Chinese food is one of our family favorites. These pork steamed buns are soft, pillowy with a delicious pork and red cabbage filling.
Now that we’ve gotten over our Thanksgiving coma (delicious, delicious coma), we decided we’d like some quite different food. When I (Bernard) was in Mongolia and Taiwan, I used to eat pork steamed buns all the time. They’re not really fast food, but you don’t need a plate at all (if they’re not burning hot).
Sometimes they’re made with a sweet custard filling, which then turns them into a dessert. But we wanted some real food, and roasting the pork slowly makes the meat nice and juicy. The steaming makes the bread very soft, and if you do it just right, it all just melts in your mouth.
These Chinese pork steamed buns do require a bit of waiting time, but most of that time is inactive (either waiting for the pork to roast or the dough to rise). These also require a steamer, and I think it would be nearly impossible to do pork steamed buns without the steamed part.
Chinese Pork Steamed Buns
PREPARATION TIME: 30 minutes
BAKING TIME: 1 hour 15 minutes – 2 hours 15 min
TOTAL TIME: 1 hour 45 minutes – 2 hours 45 minutes
Makes 6 – 12 servings
What do you need?
For the filling:
- 500 g pork shoulder or other pork meat, cut into large slices
- 1 cup hoisin sauce (or a mixture of soy sauce, oyster sauce, sesame oil and honey or brown sugar)
- 2 cups shredded red cabbage
- 1 bunch of scallions, thinly siced
For the buns:
- 1 package active dry yeast
- 1/2 cup warm water
- 1.5 cups of bread flour
- 1.5 cups of cake flour
- 1.5 tablespoons sugar
- 1/2 teaspoon baking powder
- 1/2 cup warm milk
- 1 tablespoon oil
How do you make it?
For the filling:
First, we’ll need to make the pork filling. If you’ve bought the pork shoulder or another more or less fatty pork meat, then you are a good person who cares for their family.
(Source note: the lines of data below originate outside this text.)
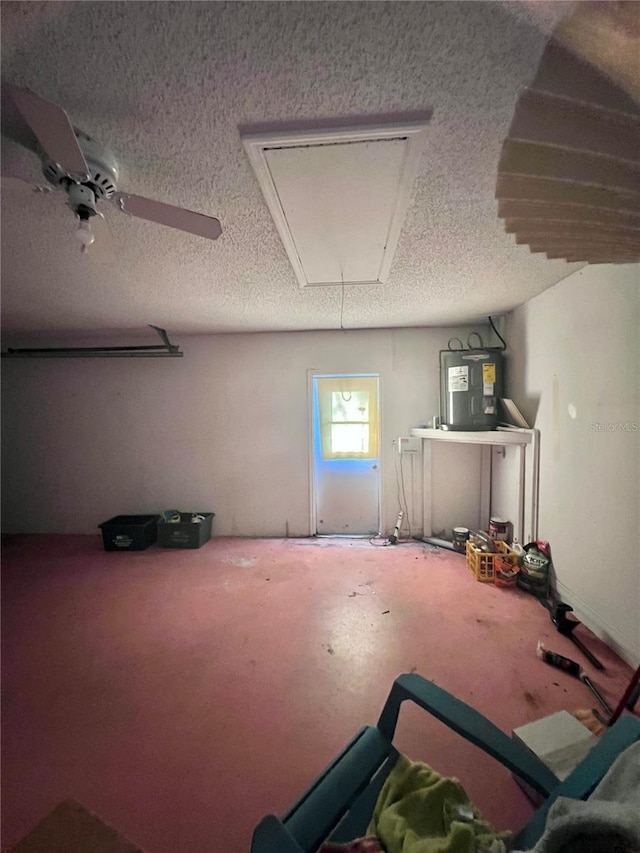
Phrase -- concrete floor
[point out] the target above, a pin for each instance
(181, 695)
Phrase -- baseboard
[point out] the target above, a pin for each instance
(626, 647)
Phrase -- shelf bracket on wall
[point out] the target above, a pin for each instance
(164, 350)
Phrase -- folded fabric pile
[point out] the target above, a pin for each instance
(420, 811)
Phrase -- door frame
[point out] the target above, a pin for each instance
(313, 373)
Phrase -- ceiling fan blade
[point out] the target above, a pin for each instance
(11, 184)
(53, 130)
(167, 214)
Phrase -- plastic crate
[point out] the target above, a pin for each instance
(185, 533)
(129, 532)
(482, 564)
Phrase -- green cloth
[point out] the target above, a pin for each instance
(420, 811)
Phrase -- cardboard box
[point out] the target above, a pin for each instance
(559, 741)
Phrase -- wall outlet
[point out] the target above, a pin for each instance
(409, 444)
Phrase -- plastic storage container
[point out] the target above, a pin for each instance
(482, 563)
(186, 533)
(129, 532)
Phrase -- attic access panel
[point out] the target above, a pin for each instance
(339, 197)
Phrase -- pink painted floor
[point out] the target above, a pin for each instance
(181, 695)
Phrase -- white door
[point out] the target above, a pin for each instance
(346, 455)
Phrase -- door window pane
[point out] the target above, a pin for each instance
(350, 406)
(349, 438)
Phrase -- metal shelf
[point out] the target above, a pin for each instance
(501, 436)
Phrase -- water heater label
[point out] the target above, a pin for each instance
(459, 378)
(488, 373)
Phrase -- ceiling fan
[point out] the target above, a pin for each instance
(87, 172)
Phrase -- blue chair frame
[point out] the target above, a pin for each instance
(339, 804)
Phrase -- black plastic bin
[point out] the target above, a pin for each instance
(129, 532)
(186, 533)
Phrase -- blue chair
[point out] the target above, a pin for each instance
(339, 804)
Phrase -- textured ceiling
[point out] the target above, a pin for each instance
(168, 87)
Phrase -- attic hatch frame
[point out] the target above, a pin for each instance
(413, 133)
(164, 350)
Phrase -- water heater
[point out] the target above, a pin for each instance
(471, 384)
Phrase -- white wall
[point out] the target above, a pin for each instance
(226, 428)
(574, 364)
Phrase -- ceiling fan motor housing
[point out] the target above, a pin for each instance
(101, 162)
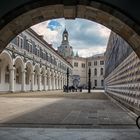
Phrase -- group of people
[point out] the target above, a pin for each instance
(72, 88)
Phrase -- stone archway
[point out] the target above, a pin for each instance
(104, 12)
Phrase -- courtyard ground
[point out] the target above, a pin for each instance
(64, 116)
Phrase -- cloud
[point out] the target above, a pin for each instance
(54, 25)
(85, 36)
(87, 52)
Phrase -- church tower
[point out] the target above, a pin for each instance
(65, 49)
(65, 37)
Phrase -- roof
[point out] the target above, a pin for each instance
(49, 45)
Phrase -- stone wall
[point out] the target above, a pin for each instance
(117, 51)
(122, 72)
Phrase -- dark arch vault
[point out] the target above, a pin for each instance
(121, 16)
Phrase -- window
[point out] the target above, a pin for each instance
(101, 62)
(95, 83)
(102, 82)
(101, 71)
(83, 65)
(89, 63)
(95, 63)
(7, 74)
(75, 64)
(95, 72)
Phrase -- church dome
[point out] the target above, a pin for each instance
(65, 31)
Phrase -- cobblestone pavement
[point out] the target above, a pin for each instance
(66, 114)
(68, 134)
(57, 109)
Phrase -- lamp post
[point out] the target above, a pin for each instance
(67, 79)
(89, 82)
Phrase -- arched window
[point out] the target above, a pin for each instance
(101, 71)
(7, 74)
(95, 72)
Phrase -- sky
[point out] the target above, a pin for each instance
(86, 37)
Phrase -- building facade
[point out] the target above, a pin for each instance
(65, 49)
(31, 64)
(122, 73)
(81, 66)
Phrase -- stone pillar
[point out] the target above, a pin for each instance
(44, 82)
(39, 82)
(32, 81)
(57, 82)
(49, 82)
(12, 79)
(23, 81)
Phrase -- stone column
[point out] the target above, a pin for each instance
(32, 81)
(49, 82)
(57, 82)
(12, 79)
(23, 81)
(44, 82)
(39, 80)
(52, 82)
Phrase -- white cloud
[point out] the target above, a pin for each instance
(85, 36)
(87, 52)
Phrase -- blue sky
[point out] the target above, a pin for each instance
(86, 37)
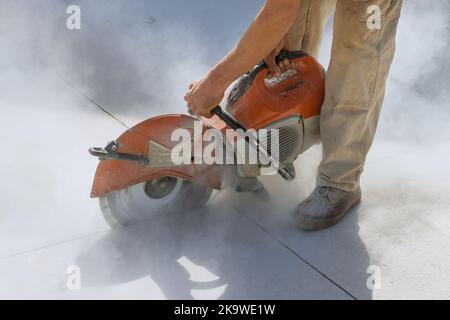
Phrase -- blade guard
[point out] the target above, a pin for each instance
(113, 175)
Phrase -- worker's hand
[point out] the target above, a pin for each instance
(275, 70)
(203, 96)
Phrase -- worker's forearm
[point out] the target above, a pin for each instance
(268, 29)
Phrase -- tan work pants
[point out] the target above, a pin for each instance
(361, 57)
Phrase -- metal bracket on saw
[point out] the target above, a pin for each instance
(110, 153)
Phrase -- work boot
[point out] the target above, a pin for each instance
(325, 207)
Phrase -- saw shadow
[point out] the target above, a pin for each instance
(228, 258)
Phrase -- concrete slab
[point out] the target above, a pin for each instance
(46, 129)
(206, 254)
(400, 230)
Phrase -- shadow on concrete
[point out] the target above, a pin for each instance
(220, 253)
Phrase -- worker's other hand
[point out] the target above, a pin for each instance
(275, 70)
(203, 96)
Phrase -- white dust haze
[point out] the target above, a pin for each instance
(136, 58)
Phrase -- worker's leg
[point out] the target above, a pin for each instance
(307, 30)
(355, 86)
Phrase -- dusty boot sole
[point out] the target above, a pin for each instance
(320, 224)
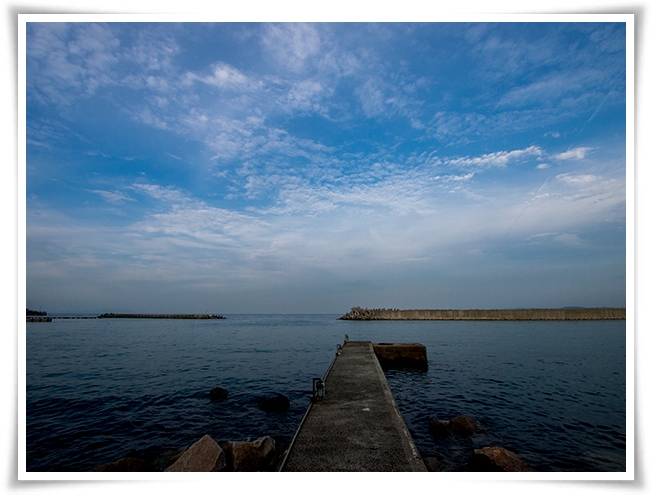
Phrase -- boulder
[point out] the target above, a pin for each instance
(433, 464)
(497, 459)
(251, 456)
(218, 393)
(202, 456)
(439, 428)
(463, 426)
(401, 355)
(126, 464)
(276, 403)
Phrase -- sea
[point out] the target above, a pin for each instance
(97, 390)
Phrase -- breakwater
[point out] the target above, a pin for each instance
(365, 314)
(166, 317)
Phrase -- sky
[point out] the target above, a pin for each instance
(309, 168)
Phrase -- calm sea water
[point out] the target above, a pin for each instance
(99, 390)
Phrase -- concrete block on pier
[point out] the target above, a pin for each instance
(401, 355)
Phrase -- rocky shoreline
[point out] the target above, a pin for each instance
(163, 316)
(364, 314)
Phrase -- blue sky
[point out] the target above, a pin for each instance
(308, 168)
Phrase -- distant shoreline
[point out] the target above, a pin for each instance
(365, 314)
(163, 316)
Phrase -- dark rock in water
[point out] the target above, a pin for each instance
(218, 393)
(439, 428)
(202, 456)
(463, 426)
(124, 465)
(278, 457)
(434, 465)
(251, 456)
(401, 355)
(276, 403)
(497, 459)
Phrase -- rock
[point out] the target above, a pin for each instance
(497, 459)
(277, 403)
(462, 425)
(439, 428)
(218, 393)
(126, 464)
(251, 456)
(433, 464)
(401, 355)
(204, 456)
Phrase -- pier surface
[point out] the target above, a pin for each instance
(357, 425)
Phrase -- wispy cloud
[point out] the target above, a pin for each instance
(498, 159)
(573, 154)
(116, 197)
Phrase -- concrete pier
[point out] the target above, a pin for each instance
(357, 425)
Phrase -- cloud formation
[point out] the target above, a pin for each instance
(320, 158)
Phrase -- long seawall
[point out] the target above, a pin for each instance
(362, 314)
(166, 317)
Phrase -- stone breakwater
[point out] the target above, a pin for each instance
(173, 317)
(365, 314)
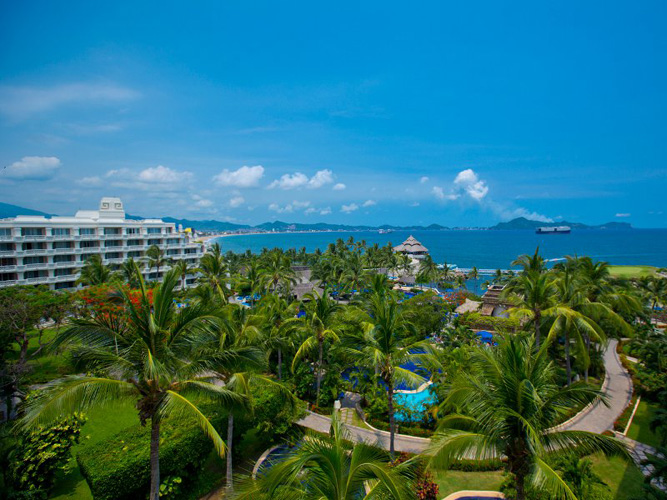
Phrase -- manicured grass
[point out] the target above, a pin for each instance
(640, 429)
(631, 271)
(623, 477)
(102, 423)
(451, 481)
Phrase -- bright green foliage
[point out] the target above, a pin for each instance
(119, 467)
(41, 452)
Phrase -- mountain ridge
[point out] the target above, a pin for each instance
(519, 223)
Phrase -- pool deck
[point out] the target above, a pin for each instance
(596, 417)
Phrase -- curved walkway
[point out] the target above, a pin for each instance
(596, 417)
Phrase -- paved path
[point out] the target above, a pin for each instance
(408, 444)
(595, 418)
(617, 387)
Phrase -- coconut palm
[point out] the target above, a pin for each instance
(331, 467)
(320, 324)
(94, 272)
(533, 292)
(388, 340)
(234, 357)
(428, 270)
(279, 323)
(149, 367)
(506, 407)
(278, 273)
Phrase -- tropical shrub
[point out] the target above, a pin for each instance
(119, 467)
(39, 454)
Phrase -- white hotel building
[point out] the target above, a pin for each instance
(38, 250)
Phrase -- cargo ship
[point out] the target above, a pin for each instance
(553, 230)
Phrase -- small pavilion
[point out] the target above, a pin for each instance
(412, 247)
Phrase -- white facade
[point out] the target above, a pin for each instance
(38, 250)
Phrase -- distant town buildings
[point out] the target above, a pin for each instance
(37, 250)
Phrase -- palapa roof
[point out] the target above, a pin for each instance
(411, 245)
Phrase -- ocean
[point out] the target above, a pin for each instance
(485, 249)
Now, preheat the oven. You have a choice here: to either roast it slow for 2 hours at 120°C (and then you’ll have pulled pork) or you can roast it at 180°C for about 45 min – 1 hour and then slice it up thinly.
If you’ve decided to go for the healthy-but-obviously dry meat, then, really, nothing can save you. Lean pork meat (and all lean meat) is best once it comes out of the oven. You don’t need resting time because there’s no big increase in juiciness. Because we’re going to steam them as well, it’s not really recommended to use lean meat. But, it’s still fine. I won’t judge you. A lot.
Pour the hoisin sauce over the raw pork. I couldn’t find any hoisin sauce, so I made my go-to Chinese sauce, which is 3 soy sauce to 2 oyster sauce to 1 sesame seed oil to 1 tablespoon honey or brown sugar (I usually also add a bit of rice wine vinegar too). If you have that, you’ll have something close to hoisin. Here you can multiply each by 2 tablespoons, so that at the end you have 6 tbsp soy, 4 tbsp oyster, 2 tbsp sesame oil and 2 tbsp honey or brown sugar. You can marinate it in the fridge for an hour or so, or if you have no time, just pop it into the oven.
For the buns:
In a small bowl, add together the warm water and yeast and let it sit for about 5-10 minutes until it’s creamy. In a large bowl, mix together the flours, baking soda and sugar. When the yeast mixture is ready, make a well in the middle of the bowl and pour it into the center, along with the warm milk and oil.
Mix the dough by hand until it becomes one sticky mass. Pour some flour on a working surface and roll the dough out. The dough will be quite soft and you’ll need to work it only until it becomes smooth. One thing I like to do is to let the dough rest for about 5 minutes while I wash out the large bowl (I’ll use the same bowl to let the dough rise). After resting, I knead it again for a minute or two, until it is smooth.
Lightly oil the bowl, and turn the dough over into it. Cover with plastic wrap and a towel, and let it rise until doubled, about an hour.
Both the dough and the pork should be done around the same time, unless you’re making pulled pork. Remove the pork from the oven and let it cool. Once cooled, shred it or slice it and mix it with the cabbage and scallions. If it is dry, mix in more of the hoisin sauce or the 3:2:1 mixture. It shouldn’t be soaking wet, but it should be moist.
Pull the dough into a long rope and cut it into 12 equal parts. Roll out each part out to about 10 cm (4 inches), making sure to make the outside thinner and the inside thicker. Put 1-2 tablespoons of the pork mixture into the center, fold the dough up and twist it (my folding/twisting skills are not so great). Let it sit on a cookie sheet or plate while you get your steamer ready.
Put the buns into at least 2 levels (maybe more if you’ve made them bigger) and steam the buns for about 15 minutes. They will be done and hot, so carefully remove them, and then eat.